Catholic Culture News
Catholic Culture News

respect

By Diogenes ( articles ) | May 09, 2005

Feel like a trip deep, deep into the Mordor of the Abortion Movement? Take a look at the letters to the editor of Conscience, the journal of Catholics for a Free Choice. This is territory in which Frances Kissling herself is a subordinate orc -- indeed, ideologically suspect on grounds of misplaced sentimentalism. Prof. Carole Joffe, e.g., scolds Kissling for implying that the butcher fails to respect the pig sausage:

I am surprised and disappointed that Kissling did not recognize the immense amount of "moral work" that goes on in the every day world of abortion provision. Having spent nearly thirty years studying abortion care, and having interviewed hundreds of providers, I can say with some assuredness that those who work in these settings are not "coarsened toward fetal life," and there exists countless examples of exactly the kind of "respect for fetal life" that Kissling claims is missing in the movement. Many providers routinely show the aborted fetal remains to the patient, if she so requests; many have told me of joining with patients in mourning or "farewell" ceremonies; in some facilities, such as the Women's Care Clinic in Wichita, Kan., which does later terminations, many for fetal anomalies, there is actually an on-site chapel, where patients have the option for a more formal mourning after the abortion, which can include holding the blanketed fetus in their arms.

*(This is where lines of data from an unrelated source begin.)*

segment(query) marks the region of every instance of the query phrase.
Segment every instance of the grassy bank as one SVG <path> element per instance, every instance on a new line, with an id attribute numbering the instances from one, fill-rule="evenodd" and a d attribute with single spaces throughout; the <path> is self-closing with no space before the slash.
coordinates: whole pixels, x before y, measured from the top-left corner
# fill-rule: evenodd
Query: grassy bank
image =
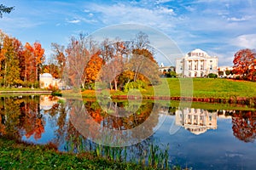
<path id="1" fill-rule="evenodd" d="M 50 145 L 34 145 L 0 138 L 0 169 L 153 169 L 108 161 L 91 153 L 57 152 Z"/>
<path id="2" fill-rule="evenodd" d="M 164 81 L 166 81 L 166 83 Z M 154 88 L 148 87 L 145 90 L 142 90 L 142 95 L 143 97 L 155 95 L 180 97 L 181 91 L 190 94 L 189 91 L 192 90 L 193 97 L 195 98 L 230 99 L 233 97 L 256 97 L 256 82 L 253 82 L 212 78 L 181 80 L 178 78 L 166 78 L 162 79 L 162 82 L 163 83 Z M 110 91 L 110 94 L 112 96 L 127 95 L 127 93 L 114 90 Z M 82 92 L 82 96 L 95 97 L 95 92 L 85 90 Z"/>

"Aborted fetal remains." Nice touch, Carole. Your respect comes shining through your prose. Not Coarsened! And shining through my computer screen comes an image from Wichita's Women's Care Clinic you mention, of a couple standing in the chapel holding the blanketed result of a partial birth abortion at a "farewell" ceremony -- an odd wish, as most of us can't see how the honoree could fare at all well apart from the procedure that turned her from a baby into ... fetal remains. On the other hand, a person who can "say with some assuredness" that the "providers" of 40 million cadavers cannot be coarsened by their work obviously finds relish in her business.

On the same page, Kissling is rebuked by Prof Ros Petchesky for her " very narrow framing of the moral issues surrounding abortion." Petchesky declares, "I would be willing to enter into a serious moral conversation about how to make abortions less necessary or even rare, but that conversation has to include, front and center, ending the immoral conditions of poverty and lack of health care access, masculinist war and violence, racism, contempt for women’s equality and moral agency, and shame and stigma surrounding nontraditional forms of sex." In her response, Kissling concedes, "I agree with Petchesky that it is important to be clear that the strongest segment of the antiabortion movement is motivated not by respect for fetal life but by fear and loathing of women and sexuality."

And that, boys and girls, is what our partners in dialogue mean by the search for common ground.